# Anyone running Red River RC's Trial?



## Keven (Feb 22, 2015)

Afternoon, all ... been reading up some here since joining earlier today. Very nice to see so many Golden people doing such great stuff with their dogs! 

I was wondering if anyone is going to be running the Qual or Derby @ Red River Retriever Club's Spring Trial later this week in Texas. Was thinking about heading out there with a friend to watch a few dogs run and would love to meet some in our area that share the passion of field work!

I'll be dogless. My youngster and only Golden, Ruby (7 mos.), is with her pro and not yet ready for the retriever games. Our future will definitely include hunt tests and maybe field trials - that's kind of up to her and what her pro suggests in time. 

If you are going, I'd love to meet you - and cheer on your dog!

Thanks,

Kev


----------



## gdgli (Aug 24, 2011)

Hi Keven and welcome!

I am in NY. Texas is a bit far for right now. If you trial anywhere near here, let me know.
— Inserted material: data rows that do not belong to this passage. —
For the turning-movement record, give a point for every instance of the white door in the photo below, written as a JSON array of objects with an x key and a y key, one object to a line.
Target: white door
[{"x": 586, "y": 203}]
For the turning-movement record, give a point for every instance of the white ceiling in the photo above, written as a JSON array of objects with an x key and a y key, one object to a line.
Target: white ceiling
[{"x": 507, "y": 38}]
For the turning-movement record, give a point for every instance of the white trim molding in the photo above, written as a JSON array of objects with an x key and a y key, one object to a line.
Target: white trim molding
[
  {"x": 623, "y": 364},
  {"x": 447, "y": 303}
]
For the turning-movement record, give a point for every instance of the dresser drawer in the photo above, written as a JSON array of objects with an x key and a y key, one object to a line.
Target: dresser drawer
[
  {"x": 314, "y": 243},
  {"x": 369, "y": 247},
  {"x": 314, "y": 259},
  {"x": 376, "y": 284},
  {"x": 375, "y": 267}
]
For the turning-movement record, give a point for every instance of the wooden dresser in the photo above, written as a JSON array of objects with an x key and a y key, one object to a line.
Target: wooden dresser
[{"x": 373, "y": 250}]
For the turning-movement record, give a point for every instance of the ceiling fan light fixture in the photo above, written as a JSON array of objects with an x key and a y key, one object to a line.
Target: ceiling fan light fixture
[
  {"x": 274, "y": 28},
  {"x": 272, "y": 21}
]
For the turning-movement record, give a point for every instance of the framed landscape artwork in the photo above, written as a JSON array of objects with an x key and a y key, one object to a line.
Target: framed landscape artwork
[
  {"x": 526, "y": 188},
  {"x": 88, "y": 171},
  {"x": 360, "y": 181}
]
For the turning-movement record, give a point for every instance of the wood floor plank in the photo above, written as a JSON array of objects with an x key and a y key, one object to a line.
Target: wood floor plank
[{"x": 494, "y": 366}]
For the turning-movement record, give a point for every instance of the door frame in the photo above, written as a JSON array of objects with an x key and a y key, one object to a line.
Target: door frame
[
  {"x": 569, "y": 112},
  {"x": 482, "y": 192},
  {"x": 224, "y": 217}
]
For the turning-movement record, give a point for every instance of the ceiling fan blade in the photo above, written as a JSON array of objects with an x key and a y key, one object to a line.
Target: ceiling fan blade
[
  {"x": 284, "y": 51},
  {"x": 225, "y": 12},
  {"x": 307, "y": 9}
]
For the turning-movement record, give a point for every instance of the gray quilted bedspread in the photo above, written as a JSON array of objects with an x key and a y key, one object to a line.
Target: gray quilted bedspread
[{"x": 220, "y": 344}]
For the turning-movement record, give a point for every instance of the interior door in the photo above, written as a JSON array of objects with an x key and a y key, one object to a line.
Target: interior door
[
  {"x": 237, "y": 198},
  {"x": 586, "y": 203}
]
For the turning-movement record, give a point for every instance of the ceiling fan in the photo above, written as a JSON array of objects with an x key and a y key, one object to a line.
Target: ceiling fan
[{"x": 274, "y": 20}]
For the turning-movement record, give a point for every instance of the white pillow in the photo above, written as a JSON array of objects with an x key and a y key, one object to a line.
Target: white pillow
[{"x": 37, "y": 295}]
I can be found shooting for Westchester Retriever Club and anywhere else I am needed.


----------



## Keven (Feb 22, 2015)

gdgli said:


> Hi Keven and welcome!
> 
> I am in NY. Texas is a bit far for right now. If you trial anywhere near here, let me know. I can be found shooting for Westchester Retriever Club and anywhere else I am needed.
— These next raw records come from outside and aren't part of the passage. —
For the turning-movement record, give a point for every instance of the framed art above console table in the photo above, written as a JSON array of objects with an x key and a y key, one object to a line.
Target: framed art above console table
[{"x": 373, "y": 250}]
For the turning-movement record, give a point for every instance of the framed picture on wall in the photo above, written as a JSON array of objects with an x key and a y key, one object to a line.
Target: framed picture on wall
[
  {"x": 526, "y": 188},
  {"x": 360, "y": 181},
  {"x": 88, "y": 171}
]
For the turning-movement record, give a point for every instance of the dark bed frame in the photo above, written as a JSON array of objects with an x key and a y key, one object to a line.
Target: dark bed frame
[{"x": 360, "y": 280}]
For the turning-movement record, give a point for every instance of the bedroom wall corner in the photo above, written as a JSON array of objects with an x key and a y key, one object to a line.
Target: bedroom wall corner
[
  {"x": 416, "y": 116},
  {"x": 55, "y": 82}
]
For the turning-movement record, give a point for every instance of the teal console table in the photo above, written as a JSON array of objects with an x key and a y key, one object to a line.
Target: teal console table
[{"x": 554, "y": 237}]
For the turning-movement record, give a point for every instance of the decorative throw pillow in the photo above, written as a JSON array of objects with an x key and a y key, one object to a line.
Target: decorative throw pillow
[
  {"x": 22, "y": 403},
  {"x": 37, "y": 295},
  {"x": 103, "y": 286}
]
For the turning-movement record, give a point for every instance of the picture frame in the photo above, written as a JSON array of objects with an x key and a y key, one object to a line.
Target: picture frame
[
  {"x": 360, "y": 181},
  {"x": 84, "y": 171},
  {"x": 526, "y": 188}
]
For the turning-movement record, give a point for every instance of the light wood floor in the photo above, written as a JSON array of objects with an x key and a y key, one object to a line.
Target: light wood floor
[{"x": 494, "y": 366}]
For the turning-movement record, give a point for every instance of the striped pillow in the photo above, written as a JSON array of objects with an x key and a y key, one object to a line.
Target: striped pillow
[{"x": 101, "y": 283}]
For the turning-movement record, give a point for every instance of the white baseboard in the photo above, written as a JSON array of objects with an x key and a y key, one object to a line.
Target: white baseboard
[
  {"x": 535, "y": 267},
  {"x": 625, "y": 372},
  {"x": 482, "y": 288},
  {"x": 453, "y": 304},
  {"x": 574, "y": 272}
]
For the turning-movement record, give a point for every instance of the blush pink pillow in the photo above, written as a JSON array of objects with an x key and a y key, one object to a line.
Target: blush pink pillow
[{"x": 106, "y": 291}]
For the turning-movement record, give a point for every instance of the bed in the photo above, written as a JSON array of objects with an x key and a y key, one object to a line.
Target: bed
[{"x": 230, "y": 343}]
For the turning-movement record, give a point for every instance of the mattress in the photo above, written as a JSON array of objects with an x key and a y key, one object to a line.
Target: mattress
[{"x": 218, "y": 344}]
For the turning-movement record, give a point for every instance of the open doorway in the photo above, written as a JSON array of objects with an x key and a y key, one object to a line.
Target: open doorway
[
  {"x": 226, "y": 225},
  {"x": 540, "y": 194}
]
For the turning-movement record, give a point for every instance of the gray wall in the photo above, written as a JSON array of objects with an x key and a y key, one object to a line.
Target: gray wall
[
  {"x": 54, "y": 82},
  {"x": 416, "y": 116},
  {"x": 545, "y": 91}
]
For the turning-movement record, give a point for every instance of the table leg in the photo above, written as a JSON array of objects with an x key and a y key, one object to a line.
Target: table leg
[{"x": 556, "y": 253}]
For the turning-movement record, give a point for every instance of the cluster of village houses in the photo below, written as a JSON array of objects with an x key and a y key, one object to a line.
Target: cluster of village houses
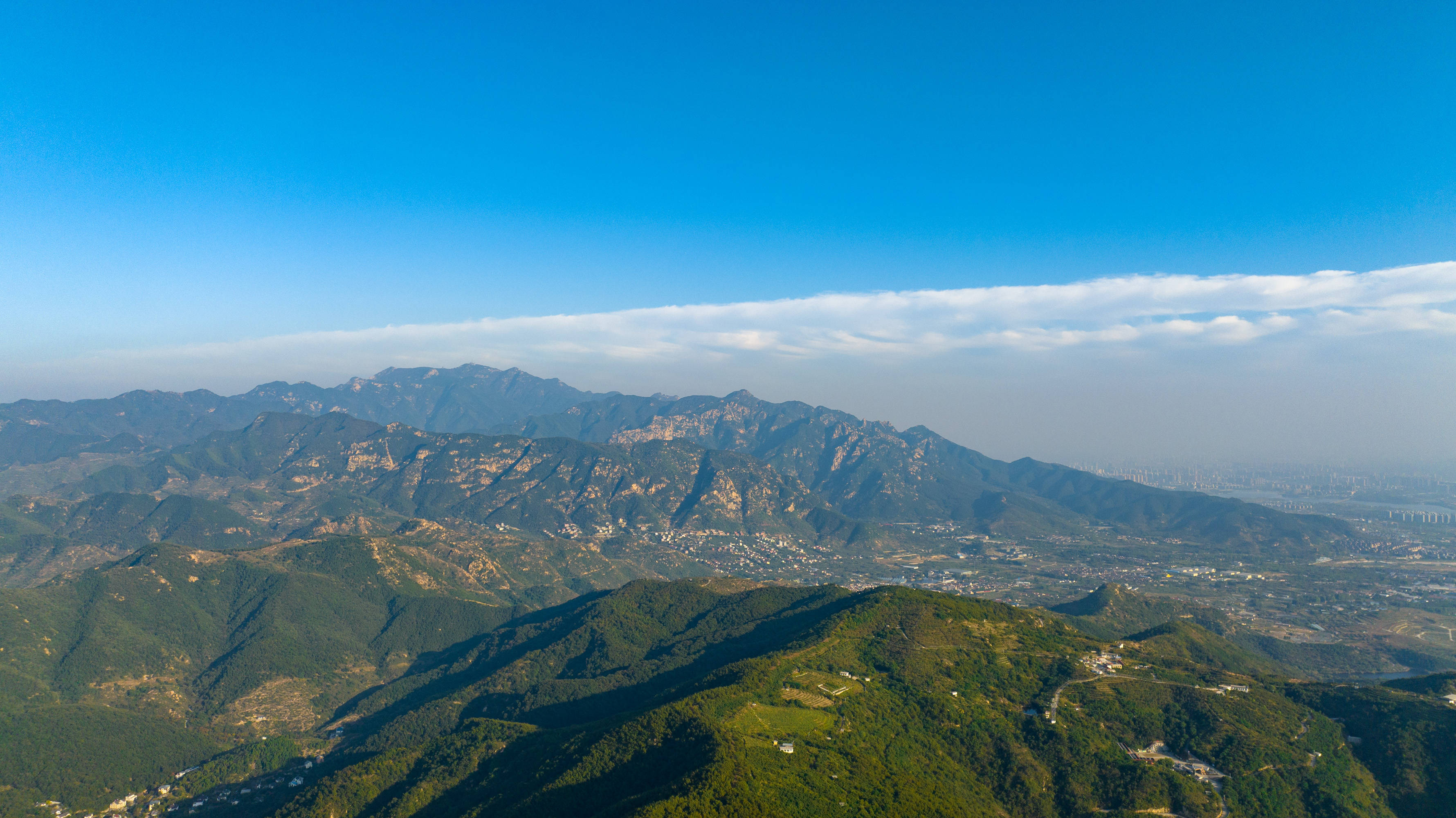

Thanks, gdgli!! I'll surely holler if I'm ever up in your area. Never know where life and dogs might take you.

Sincerely appreciate the info.


----------



## FTGoldens (Dec 20, 2012)

Keven said:


> Thanks, gdgli!! I'll surely holler if I'm ever up in your area. Never know where life and dogs might take you.
> 
> Sincerely appreciate the info.


No, that's a bit out of my driving range.
But there should be a few Goldens running that trial.
What's the pedigree of your up-n-comer?
FTGoldens


----------